There is less chance for human error, or the puppies being influenced by a familiar person, if the tests are administered by someone other than the owner of the litter. A friend of the owner, or the prospective buyer can easily learn to give the test.
I found it helpful to arrange the tests in a concise chart form following the order in which they are given. In addition, since I found it difficult to use Campbell's scoring code, 1I simply gave each response a number. While testing numerous puppies, the Volhards found that a number of puppies showed responses not on Campbell's test. These observations are included in the test with an apostrophe in order to differentiate them from Campbell's original tests. The Pfaffenberger tests were also given a number so that all scores can be compared and a chart was devised for checking a puppy s total performance at a glance.
Also included in the Obedience Aptitude Tests is a section on structure. Over 60 breeds conform to what "conventional body type", that is 45 degree angulation front and rear. The greater the deviation from this norm, the less efficiently the dog will be able to perform obedience exercises. Other impediments to efficiency are HD, cowhocks, east-west feet, crossing in front or rear when gaiting.
A simple guide to follow for puppies at this age (7 - 8 weeks) is "what you see is what you get" notwithstanding the all too familiar assurance, "Don't worry, he'll grow out of it". Be particularly wary of the statement, "he's not much of a conformation dog but he'll do fine in obedience".
This could mean the dog is perhaps mismarked or has light eyes but is structurally sound. However, often it means the dog has a serious structural fault. This dog will be unable to take the strenuousness of training and competing in the obedience ring. If you feel that evaluating structure accurately is above your head, seek competent help.

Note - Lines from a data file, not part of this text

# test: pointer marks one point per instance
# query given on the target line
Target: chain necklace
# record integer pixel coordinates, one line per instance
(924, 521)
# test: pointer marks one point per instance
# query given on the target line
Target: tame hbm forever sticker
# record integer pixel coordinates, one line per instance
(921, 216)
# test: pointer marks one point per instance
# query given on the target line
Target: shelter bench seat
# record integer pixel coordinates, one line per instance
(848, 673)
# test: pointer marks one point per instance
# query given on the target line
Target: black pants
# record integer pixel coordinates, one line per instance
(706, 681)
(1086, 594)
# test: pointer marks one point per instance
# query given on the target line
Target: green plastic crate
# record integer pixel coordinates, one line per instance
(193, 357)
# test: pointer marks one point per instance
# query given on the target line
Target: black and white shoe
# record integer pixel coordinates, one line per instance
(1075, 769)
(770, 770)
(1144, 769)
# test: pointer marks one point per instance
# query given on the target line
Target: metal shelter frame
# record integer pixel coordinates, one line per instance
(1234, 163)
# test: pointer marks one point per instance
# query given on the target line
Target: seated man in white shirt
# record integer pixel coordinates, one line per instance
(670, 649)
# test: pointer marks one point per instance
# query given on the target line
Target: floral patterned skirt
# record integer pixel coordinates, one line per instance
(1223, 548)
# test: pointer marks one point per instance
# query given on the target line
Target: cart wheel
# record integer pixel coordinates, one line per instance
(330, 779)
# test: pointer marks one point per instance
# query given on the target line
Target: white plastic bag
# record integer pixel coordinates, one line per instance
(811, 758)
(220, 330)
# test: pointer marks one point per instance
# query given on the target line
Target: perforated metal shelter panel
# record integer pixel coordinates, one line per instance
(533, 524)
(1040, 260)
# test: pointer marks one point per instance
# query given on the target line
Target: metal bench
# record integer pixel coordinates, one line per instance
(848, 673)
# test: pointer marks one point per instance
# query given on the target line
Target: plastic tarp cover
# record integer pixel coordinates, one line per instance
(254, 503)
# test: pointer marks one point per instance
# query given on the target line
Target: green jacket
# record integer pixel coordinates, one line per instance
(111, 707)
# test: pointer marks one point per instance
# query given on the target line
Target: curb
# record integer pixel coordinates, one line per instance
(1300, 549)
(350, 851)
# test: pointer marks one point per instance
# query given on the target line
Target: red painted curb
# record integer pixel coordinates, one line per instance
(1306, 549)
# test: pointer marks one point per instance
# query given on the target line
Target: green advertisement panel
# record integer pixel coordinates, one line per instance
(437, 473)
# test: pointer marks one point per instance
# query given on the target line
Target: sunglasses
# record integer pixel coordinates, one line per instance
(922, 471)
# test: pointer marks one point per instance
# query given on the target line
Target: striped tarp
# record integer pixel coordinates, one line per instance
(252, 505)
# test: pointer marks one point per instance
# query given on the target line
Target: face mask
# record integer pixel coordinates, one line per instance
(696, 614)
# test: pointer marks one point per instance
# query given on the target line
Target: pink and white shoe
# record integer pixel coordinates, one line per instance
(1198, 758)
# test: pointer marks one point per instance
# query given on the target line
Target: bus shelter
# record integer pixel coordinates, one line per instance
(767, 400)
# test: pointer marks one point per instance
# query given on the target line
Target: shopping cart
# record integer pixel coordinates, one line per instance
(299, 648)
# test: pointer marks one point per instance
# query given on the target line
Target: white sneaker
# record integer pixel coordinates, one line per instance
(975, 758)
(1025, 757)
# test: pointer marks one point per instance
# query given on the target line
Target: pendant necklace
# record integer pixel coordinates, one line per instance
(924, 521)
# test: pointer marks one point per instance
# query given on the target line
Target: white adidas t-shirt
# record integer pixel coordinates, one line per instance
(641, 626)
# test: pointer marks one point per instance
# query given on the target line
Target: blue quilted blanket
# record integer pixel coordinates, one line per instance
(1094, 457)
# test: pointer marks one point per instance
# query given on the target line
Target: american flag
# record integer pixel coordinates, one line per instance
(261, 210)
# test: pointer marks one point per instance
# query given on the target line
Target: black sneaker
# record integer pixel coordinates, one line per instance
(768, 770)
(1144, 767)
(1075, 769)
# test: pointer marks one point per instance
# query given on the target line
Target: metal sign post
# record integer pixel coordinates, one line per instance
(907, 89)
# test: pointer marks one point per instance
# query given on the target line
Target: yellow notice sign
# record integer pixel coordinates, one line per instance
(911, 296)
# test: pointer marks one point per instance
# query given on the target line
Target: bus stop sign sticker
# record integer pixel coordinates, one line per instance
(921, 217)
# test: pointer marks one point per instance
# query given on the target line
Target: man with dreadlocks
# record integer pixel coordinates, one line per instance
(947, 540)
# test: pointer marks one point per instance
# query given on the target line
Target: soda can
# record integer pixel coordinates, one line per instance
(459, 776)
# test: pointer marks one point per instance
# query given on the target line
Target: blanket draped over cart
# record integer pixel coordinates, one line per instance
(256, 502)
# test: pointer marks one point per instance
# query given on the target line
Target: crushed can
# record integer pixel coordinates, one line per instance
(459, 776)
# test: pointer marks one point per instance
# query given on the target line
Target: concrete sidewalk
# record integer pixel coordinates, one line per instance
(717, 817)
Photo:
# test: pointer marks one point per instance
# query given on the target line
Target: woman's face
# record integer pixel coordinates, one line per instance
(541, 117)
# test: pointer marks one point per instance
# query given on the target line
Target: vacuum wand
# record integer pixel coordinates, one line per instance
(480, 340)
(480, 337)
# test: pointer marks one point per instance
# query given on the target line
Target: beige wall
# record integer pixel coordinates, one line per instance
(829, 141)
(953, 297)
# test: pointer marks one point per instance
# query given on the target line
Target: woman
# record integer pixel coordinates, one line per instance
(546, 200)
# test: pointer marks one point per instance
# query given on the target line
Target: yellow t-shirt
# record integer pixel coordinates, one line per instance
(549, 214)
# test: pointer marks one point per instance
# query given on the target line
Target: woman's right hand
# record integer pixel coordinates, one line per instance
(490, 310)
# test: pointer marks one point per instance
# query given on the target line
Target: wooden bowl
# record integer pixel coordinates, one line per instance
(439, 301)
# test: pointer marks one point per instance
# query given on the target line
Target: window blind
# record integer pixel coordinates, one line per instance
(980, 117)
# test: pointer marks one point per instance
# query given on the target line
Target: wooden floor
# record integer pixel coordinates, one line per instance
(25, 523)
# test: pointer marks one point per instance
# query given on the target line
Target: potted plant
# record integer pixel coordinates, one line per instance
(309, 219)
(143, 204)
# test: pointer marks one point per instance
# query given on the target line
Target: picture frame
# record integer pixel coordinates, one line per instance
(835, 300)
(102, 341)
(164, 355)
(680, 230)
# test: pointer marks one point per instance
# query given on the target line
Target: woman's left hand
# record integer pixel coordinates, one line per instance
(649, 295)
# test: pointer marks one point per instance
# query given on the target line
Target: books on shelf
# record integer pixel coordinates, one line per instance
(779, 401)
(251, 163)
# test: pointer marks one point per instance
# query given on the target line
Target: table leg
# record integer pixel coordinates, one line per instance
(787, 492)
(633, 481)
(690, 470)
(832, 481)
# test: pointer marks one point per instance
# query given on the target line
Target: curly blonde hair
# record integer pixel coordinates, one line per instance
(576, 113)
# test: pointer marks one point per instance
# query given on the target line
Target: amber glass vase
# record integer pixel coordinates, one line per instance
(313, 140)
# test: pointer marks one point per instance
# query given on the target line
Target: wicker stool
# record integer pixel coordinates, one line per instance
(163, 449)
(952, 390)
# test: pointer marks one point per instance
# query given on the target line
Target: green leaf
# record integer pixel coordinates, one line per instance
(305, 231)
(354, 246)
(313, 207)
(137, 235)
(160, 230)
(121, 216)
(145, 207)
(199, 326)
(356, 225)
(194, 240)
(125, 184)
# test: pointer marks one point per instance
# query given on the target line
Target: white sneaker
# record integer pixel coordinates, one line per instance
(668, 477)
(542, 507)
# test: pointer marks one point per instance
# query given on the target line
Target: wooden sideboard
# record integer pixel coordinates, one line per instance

Last but not least, the prospective puppy testor must have a chance to observe the parents of the litter, preferably both parents but at least the dam. If the sire and/or dam have characteristics which are not desirable there exists a good chance some, if not all, of the puppies will have inherited these undesirable traits.
The safest and easiest thing to do when faced with parent dogs of undesirable temperament is simply to look for another litter of pups whose sire and dam more closely conform to your ideals. If you must have a pup from this litter pay particular attention to the test scores of the litter and do not select a pup which shows any tendency towards undesirable traits.